My son read many hours over the summer, partly because this is his third favorite way to pass the time (the first is to play with a friend; the second is all the time on the screen), and partly because he was trying to earn a coupon for a restaurant.

Our local library hosted a summer reading program with prizes of various levels. The restaurant coupon was one of the highest goals, but his eight-year-old heart was set to do just that. (His fourth favorite way to pass the time is to eat a particularly good batch of fries at a restaurant.)

Pamela Paul, author and editor of the New York Times Book Review, recently wrote for the Times that I’m going wrong. Reading shouldn’t be rewarded because reading shouldn’t count as work , she says:

Right. You can say no to Read-a-Thon returning to school. No three cheers to finish a book or a dollar for every book you read. No extra time on the iPad if she please completes one chapter of the book with one chapter.

As reading should not be a punishment, it should not be rewarded. It doesn’t have to be a job, and it doesn’t have to be required in order to earn time to play. Reading is not something to go through diligently, considering every heading.

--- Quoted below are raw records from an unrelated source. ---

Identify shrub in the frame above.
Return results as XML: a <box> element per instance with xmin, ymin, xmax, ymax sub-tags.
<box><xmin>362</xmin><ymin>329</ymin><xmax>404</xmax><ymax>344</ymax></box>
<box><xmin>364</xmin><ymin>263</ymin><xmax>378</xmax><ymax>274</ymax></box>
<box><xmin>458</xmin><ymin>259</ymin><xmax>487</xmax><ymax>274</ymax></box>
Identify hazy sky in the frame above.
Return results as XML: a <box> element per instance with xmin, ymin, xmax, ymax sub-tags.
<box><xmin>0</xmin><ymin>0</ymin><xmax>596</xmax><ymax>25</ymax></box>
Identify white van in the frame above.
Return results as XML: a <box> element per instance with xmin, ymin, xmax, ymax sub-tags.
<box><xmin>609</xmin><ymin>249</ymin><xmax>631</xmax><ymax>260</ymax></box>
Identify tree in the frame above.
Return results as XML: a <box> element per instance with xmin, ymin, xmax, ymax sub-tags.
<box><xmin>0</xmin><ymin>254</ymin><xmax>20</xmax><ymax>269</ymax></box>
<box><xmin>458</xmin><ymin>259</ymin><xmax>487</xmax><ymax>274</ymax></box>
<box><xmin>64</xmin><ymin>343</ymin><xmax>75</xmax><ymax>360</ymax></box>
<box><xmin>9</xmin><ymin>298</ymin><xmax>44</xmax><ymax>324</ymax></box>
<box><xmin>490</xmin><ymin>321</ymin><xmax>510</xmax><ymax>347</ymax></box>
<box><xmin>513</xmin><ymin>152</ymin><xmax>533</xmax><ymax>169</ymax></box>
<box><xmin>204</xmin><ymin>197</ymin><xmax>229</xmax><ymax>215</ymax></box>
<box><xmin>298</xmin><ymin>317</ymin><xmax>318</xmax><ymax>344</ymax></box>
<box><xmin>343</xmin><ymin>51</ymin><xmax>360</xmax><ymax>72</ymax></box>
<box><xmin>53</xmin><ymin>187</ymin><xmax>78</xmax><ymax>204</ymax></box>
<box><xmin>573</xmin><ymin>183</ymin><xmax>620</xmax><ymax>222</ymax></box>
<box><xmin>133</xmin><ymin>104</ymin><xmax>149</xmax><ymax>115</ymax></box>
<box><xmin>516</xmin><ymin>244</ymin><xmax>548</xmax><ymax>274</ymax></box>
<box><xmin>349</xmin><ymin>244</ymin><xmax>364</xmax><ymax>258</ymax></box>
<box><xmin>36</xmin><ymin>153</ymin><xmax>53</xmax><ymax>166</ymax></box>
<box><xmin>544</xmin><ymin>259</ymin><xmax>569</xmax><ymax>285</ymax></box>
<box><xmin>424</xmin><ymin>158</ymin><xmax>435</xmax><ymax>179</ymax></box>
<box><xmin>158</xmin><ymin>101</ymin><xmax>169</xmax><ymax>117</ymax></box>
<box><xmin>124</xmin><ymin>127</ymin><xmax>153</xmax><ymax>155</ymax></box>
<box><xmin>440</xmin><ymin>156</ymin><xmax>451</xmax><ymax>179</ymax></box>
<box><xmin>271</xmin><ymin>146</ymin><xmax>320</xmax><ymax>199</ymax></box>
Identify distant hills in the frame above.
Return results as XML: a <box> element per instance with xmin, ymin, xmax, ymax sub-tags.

I understood her point of view (and I definitely wouldn’t pay my child to read). But I’m trying to build up his reading muscles so that reading becomes part of the natural rhythm of this life. And I’m in a bit of a rush because he’s only a few weeks before he turns 9, which is a magical age where a lot of kids stop reading for fun .

So Paul and I will have to agree to disagree about that; If a restaurant coupon prompts my child to flip through a few more books, I’ll happily go with him fries.

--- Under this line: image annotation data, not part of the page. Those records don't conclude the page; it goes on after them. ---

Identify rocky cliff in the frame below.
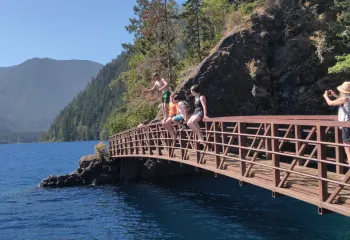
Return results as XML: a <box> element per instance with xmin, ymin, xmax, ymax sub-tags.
<box><xmin>40</xmin><ymin>154</ymin><xmax>203</xmax><ymax>188</ymax></box>
<box><xmin>176</xmin><ymin>0</ymin><xmax>346</xmax><ymax>117</ymax></box>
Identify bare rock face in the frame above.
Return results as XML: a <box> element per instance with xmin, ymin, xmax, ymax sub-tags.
<box><xmin>40</xmin><ymin>154</ymin><xmax>201</xmax><ymax>188</ymax></box>
<box><xmin>176</xmin><ymin>0</ymin><xmax>346</xmax><ymax>117</ymax></box>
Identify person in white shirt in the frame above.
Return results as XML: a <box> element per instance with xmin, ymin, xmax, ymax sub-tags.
<box><xmin>142</xmin><ymin>73</ymin><xmax>170</xmax><ymax>122</ymax></box>
<box><xmin>323</xmin><ymin>82</ymin><xmax>350</xmax><ymax>163</ymax></box>
<box><xmin>164</xmin><ymin>95</ymin><xmax>189</xmax><ymax>139</ymax></box>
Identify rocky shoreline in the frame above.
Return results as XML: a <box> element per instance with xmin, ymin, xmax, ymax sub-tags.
<box><xmin>39</xmin><ymin>154</ymin><xmax>201</xmax><ymax>188</ymax></box>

However, she has another suggestion that I have found particularly effective: let them stay up after they go to bed to read.

Reading is itself a privilege, an advantage, and a pleasure. Let’s treat it this way.

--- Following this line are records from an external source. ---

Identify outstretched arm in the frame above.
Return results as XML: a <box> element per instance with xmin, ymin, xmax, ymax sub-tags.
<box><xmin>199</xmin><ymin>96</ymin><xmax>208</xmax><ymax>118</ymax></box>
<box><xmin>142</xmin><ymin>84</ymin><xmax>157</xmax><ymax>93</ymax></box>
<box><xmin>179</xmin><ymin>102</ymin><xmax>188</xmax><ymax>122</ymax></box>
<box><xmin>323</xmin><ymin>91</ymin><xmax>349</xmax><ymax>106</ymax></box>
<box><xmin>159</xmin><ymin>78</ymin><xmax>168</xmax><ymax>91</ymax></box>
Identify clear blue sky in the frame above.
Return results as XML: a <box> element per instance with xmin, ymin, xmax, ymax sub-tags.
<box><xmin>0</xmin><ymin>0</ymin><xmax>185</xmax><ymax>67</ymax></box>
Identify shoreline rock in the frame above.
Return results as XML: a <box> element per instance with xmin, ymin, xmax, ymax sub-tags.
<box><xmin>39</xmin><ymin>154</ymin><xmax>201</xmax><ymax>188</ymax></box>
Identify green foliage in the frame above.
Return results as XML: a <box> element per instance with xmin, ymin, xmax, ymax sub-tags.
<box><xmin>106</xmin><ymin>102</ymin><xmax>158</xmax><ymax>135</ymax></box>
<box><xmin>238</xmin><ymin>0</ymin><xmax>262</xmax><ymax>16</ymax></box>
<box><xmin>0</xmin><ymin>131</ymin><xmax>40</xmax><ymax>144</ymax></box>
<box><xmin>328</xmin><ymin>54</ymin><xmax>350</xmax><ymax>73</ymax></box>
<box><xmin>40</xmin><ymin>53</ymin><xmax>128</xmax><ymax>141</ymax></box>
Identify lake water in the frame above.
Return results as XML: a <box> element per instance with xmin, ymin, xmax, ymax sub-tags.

Does your child want to stay up late? Tell him that if he wants to read in bed, he can fall asleep half an hour before going to bed. Otherwise, the light turns off at 20:00.

Although my son is quite capable of reading on his own, my husband and I still read to him / her at night. A couple of weeks ago, around the time we were transitioning from a later than usual summer bedtime schedule for school, we made a decision: okay, okay, you can stay awake a little later if you want. keep reading on your own.

We are limiting it in time, at least for now. But I know some parents who let their kids go to bed as long as they want while they read. (After all, they’re bound to fall asleep in the middle of a paragraph at some point, like the rest of us.)

Letting them put off bedtime to read fuels their urge to stay up later, makes them feel like a legitimate Big Child, and, Paul says, makes reading a privilege.